Hypertension in the Recently Weaned Dahl Salt-Sensitive Rat Despite a Diet Deficient in Sodium Chloride

Abstract
The Dahl rat is used as a model of hypertension that is "sensitive" to dietary salt (sodium chloride, NaCl). When dietary salt is supplemented in the Dahl rat, the arterial blood pressure of the "salt-sensitive" strain (S) becomes much greater than that of the "salt-resistant" strain (R). It has been widely reported that arterial blood pressure of the young Dahl S rat is not greater than that of the young Dahl R rat before dietary salt is supplemented.
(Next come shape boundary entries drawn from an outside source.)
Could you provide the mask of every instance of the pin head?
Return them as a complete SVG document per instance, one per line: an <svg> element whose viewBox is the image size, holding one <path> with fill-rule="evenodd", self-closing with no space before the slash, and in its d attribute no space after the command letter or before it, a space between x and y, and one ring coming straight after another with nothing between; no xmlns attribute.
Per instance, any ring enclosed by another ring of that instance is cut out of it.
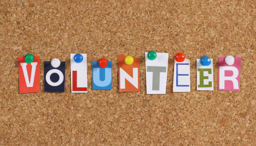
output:
<svg viewBox="0 0 256 146"><path fill-rule="evenodd" d="M57 68L60 65L60 61L58 58L54 58L51 61L51 65L54 68Z"/></svg>
<svg viewBox="0 0 256 146"><path fill-rule="evenodd" d="M25 56L25 62L27 64L31 64L34 61L34 56L32 54L28 54Z"/></svg>
<svg viewBox="0 0 256 146"><path fill-rule="evenodd" d="M133 58L131 56L127 56L124 58L124 63L127 65L131 65L133 63Z"/></svg>
<svg viewBox="0 0 256 146"><path fill-rule="evenodd" d="M182 62L185 60L185 57L184 56L183 54L181 53L179 53L175 55L175 60L178 62Z"/></svg>
<svg viewBox="0 0 256 146"><path fill-rule="evenodd" d="M76 63L80 63L83 61L83 56L80 54L77 54L74 56L74 61Z"/></svg>
<svg viewBox="0 0 256 146"><path fill-rule="evenodd" d="M108 61L105 58L101 58L99 60L99 65L101 68L105 68L108 65Z"/></svg>
<svg viewBox="0 0 256 146"><path fill-rule="evenodd" d="M225 58L225 62L229 65L232 65L235 62L235 58L231 55L229 55Z"/></svg>
<svg viewBox="0 0 256 146"><path fill-rule="evenodd" d="M211 60L207 56L204 56L200 59L200 63L202 65L208 66L211 64Z"/></svg>
<svg viewBox="0 0 256 146"><path fill-rule="evenodd" d="M151 51L147 54L147 57L150 59L153 60L157 58L157 53L154 51Z"/></svg>

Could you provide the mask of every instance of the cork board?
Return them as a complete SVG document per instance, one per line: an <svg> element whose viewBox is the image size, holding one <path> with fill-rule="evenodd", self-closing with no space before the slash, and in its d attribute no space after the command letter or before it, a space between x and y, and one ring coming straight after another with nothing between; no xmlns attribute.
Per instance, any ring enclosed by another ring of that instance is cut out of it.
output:
<svg viewBox="0 0 256 146"><path fill-rule="evenodd" d="M253 0L2 0L0 145L255 146ZM166 94L146 94L144 53L169 53ZM191 92L172 92L175 54ZM70 53L87 53L87 93L71 92ZM19 93L18 57L40 56L40 92ZM117 55L140 61L140 92L118 92ZM218 57L242 57L241 91L218 91ZM197 58L214 90L196 90ZM92 90L92 61L113 62L113 89ZM66 61L65 92L44 92L44 61Z"/></svg>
In the present study, however, mean arterial pressure directly measured in unanesthetized, unrestrained S rats was greater than in R rats, both when they had been recently weaned and for at least 10 weeks thereafter, despite their having been fed a diet frankly deficient in salt. In weanling S rats, the ratio of heart weight to body weight was also significantly greater than that in weanling R rats, suggesting that the greater blood pressure in the S rat causes cardiac hypertrophy. Thus, biologic differences demonstrated between the S rat and the R rat after weaning, including the phenomenon of salt-sensitivity, could be a consequence of, or be dependent on, an already extant difference in arterial blood pressure between the two strains.